Review of the Day: Football by Chuck Klosterman
I rarely watch American football, but I liked this book quite a bit. It is a series of more or less self-contained essays on the topic including: fantasy football, gambling, race, an assessment of the greatest players in the history of the game (Jim Thorpe and Jim Brown, among them), and other topics. This is my third Klosterman book and I anticipate I will read a fourth in the near future. He also does a good job narrating his own audiobook, at least in my opinion.
If the book has a flaw it is Klosterman’s occasional exuberance that leads him into going into too much detail for the casual fan or the person who almost never watches or talks about football.

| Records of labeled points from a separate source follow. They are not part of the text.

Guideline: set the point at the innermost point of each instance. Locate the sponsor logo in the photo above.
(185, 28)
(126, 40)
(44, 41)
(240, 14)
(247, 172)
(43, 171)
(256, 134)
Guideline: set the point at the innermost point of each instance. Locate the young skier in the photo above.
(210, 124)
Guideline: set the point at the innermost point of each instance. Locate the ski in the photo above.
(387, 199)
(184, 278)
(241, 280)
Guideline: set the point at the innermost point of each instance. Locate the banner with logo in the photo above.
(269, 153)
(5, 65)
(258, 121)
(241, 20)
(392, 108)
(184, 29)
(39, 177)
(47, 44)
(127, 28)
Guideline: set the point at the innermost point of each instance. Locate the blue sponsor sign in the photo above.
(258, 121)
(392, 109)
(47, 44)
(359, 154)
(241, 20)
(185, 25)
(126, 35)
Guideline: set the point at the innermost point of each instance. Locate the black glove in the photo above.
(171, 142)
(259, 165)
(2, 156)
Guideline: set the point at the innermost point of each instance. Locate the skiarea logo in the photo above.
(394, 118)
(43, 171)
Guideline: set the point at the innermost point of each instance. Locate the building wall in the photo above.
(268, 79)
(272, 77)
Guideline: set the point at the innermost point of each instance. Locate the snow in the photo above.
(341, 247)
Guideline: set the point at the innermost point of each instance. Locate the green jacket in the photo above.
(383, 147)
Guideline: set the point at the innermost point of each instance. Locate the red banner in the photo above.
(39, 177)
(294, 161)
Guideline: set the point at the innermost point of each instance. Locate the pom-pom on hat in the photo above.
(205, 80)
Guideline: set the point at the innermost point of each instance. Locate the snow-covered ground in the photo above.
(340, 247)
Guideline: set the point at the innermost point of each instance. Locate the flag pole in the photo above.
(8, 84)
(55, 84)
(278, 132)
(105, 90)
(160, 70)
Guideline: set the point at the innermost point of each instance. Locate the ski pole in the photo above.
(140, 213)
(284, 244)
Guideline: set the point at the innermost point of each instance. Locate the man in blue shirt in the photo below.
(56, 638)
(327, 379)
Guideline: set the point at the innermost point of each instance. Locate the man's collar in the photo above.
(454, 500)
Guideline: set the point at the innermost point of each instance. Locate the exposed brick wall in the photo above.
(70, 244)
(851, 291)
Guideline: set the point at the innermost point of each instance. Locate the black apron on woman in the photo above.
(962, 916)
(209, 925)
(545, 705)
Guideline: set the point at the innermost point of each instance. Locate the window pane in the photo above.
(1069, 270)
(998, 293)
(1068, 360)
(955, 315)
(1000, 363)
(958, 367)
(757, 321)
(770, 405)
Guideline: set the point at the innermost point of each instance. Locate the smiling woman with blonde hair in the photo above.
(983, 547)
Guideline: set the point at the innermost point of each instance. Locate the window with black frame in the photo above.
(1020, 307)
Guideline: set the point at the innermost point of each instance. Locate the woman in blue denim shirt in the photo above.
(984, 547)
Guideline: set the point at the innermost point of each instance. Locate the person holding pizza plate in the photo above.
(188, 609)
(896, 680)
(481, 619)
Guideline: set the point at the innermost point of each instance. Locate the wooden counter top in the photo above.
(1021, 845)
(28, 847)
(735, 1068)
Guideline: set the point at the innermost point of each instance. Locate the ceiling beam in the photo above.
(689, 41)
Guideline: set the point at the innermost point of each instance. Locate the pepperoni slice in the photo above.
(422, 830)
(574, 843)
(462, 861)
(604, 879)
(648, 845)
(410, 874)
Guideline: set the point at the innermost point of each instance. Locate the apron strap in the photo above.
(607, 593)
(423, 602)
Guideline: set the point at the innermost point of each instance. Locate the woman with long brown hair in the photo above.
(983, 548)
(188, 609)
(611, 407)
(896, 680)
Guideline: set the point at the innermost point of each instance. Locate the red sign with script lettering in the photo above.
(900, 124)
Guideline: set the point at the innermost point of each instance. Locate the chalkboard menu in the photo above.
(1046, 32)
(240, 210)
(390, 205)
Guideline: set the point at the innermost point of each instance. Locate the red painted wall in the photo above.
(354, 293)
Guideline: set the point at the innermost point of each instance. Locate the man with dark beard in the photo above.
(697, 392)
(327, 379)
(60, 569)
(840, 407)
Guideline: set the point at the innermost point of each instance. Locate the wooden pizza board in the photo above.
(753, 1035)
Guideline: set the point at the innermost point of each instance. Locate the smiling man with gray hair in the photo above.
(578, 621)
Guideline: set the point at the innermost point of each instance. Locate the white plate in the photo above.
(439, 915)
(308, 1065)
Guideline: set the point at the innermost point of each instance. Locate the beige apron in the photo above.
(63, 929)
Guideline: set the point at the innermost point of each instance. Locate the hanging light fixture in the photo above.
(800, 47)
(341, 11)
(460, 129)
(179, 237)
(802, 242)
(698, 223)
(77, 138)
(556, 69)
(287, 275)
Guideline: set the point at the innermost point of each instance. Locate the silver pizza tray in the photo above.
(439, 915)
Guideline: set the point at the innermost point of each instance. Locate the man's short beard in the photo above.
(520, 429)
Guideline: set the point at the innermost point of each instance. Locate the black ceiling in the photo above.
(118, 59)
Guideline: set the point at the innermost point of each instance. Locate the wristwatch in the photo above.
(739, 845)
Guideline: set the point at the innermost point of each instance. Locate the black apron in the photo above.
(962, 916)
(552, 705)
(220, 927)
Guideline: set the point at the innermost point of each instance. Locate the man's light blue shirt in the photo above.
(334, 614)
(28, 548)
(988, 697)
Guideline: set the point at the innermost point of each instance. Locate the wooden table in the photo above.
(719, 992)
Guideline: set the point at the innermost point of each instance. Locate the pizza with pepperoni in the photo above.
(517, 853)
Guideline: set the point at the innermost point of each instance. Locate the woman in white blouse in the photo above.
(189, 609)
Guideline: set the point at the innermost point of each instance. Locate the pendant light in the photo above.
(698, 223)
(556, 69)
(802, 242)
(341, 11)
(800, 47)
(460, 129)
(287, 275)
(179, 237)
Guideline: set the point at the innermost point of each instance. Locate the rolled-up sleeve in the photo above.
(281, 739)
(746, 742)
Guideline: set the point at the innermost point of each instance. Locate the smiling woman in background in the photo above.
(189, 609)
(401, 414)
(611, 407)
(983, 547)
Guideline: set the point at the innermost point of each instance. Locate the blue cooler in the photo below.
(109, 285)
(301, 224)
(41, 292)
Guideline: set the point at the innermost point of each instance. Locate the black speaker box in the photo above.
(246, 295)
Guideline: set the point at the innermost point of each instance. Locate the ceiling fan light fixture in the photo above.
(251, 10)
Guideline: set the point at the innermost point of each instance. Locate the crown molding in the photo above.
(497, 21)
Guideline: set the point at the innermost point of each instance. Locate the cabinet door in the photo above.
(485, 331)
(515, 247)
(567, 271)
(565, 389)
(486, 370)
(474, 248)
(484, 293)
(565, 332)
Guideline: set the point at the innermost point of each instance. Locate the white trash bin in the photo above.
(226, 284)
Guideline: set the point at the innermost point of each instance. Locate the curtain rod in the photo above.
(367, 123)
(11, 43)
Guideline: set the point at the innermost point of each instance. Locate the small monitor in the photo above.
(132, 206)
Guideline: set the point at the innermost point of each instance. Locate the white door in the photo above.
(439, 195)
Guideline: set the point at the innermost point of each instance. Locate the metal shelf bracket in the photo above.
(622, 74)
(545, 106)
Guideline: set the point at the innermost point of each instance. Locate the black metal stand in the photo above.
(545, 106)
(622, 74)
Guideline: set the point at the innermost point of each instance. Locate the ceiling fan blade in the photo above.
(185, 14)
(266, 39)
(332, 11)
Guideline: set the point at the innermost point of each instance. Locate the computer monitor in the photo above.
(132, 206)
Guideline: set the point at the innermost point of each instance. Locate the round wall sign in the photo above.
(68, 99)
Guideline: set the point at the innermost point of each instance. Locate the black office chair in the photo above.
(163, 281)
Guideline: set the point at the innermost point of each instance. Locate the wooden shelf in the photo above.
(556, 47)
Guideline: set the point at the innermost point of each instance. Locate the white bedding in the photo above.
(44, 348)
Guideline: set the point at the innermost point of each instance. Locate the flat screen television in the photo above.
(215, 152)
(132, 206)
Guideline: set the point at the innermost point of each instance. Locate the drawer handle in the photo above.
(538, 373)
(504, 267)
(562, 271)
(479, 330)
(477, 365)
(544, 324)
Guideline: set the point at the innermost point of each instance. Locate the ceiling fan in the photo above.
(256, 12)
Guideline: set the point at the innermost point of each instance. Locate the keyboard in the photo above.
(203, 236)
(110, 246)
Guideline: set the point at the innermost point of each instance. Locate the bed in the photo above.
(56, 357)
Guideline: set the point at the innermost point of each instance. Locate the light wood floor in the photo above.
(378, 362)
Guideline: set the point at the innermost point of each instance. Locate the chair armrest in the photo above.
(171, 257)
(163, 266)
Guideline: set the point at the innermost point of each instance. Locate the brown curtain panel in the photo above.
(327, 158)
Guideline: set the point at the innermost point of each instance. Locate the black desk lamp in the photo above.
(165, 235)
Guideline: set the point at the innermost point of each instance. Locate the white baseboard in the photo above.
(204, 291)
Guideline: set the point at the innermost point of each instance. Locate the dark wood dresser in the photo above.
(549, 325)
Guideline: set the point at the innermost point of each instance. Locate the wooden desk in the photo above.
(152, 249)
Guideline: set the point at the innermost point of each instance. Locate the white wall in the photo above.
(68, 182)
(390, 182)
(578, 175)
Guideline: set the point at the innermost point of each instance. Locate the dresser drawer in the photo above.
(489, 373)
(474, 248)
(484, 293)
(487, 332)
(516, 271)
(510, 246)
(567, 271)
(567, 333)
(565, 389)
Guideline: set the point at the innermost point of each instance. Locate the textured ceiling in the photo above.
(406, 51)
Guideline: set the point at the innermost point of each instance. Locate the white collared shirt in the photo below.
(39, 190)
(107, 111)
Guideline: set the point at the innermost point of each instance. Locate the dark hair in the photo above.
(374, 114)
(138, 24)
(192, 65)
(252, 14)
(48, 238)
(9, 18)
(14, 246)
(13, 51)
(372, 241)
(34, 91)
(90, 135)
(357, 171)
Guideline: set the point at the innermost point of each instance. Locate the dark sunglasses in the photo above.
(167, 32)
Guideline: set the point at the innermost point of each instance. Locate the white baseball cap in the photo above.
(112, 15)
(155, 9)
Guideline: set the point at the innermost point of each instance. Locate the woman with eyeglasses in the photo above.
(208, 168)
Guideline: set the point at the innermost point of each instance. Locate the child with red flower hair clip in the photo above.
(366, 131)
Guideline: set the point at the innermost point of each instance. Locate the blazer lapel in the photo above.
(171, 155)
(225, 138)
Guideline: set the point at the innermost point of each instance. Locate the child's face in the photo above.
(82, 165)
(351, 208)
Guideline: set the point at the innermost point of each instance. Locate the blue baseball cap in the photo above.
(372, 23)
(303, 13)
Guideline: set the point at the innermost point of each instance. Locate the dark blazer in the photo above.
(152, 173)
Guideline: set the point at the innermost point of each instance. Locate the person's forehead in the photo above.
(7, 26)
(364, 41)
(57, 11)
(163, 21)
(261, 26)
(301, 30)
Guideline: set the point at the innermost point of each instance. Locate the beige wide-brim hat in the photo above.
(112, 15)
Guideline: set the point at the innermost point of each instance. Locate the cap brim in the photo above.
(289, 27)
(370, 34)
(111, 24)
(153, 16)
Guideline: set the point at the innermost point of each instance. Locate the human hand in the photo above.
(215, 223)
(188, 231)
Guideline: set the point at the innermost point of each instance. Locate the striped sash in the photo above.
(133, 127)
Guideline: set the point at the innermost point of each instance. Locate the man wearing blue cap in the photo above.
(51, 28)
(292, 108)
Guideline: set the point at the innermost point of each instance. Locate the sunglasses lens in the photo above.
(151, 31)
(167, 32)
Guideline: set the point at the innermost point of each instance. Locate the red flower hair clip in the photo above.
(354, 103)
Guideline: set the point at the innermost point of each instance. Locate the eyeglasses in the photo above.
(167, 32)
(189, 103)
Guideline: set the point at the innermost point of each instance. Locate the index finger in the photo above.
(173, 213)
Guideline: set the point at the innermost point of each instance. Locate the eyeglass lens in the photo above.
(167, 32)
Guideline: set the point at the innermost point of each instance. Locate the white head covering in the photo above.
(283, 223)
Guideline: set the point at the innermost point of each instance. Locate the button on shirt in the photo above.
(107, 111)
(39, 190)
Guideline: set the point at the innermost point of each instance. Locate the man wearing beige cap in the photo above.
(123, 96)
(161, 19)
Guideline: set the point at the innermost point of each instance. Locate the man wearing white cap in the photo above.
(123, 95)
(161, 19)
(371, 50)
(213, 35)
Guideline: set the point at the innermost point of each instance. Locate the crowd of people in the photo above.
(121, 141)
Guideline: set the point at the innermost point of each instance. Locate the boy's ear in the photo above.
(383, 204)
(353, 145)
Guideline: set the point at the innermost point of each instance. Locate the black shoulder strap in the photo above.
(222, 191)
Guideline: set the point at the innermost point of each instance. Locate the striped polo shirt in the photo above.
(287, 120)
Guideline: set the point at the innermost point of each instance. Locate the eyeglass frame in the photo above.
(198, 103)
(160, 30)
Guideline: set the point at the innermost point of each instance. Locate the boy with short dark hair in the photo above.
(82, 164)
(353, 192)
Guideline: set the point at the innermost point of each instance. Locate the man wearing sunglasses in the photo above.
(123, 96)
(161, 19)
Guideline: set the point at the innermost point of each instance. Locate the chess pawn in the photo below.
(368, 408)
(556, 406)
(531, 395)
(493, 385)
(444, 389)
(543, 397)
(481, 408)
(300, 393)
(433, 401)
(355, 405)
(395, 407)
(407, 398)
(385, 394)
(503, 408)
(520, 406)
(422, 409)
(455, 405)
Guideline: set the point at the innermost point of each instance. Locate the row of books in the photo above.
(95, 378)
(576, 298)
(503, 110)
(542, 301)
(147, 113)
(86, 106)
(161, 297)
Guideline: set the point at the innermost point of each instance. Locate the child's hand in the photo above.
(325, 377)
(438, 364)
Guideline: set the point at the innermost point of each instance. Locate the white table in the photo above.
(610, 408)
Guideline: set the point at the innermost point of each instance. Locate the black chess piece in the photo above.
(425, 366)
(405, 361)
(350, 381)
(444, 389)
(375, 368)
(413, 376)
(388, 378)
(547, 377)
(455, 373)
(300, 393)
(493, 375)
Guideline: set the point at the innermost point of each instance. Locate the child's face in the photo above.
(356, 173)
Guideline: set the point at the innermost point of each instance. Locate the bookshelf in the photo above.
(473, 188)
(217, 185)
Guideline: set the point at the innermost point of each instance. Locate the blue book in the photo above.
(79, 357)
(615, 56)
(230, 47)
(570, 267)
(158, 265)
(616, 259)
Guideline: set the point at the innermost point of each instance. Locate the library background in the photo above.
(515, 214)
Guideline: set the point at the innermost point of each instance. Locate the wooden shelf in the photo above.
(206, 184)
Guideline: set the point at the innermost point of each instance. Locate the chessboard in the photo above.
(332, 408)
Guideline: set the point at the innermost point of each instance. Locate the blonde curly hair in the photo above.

Here are a few sample passages:
… football is always, always, always better on television than it is in person. The televised experience is so superior to the in-person experience that most people watching a football game live are mentally converting what they’re seeing into its TV equivalent, without even trying (p. 19).
What makes Texas different is not a manifestation of what happened in any one game or any one season. It’s the manifestation of a quasi-antediluvian ethos that makes small-town football a MacGuffin for everything else. It’s as if nothing would happen at all, or even exist, if football were removed from the equation (p. 76).
In fact, if asked what class of professionals are most consistently competent at their job, my answer would be whoever is setting the betting lines in various Las Vegas casinos. If I had a brain tumor, I’d want a neurosurgeon to handle the operation, but if I wanted to know the likelihood of my post-surgery survival, I’d trust an oddsmaker from Caesars Palace way more than any doctor. Bookmakers know things that cannot be known (p. 140).
I wish I loved sports, and particularly football, a lot less than I do. It consumes too much of my memory and too much of my time (p. 273).
Kindle and libro fm audiobook. 298 pgs. 8 February 2026.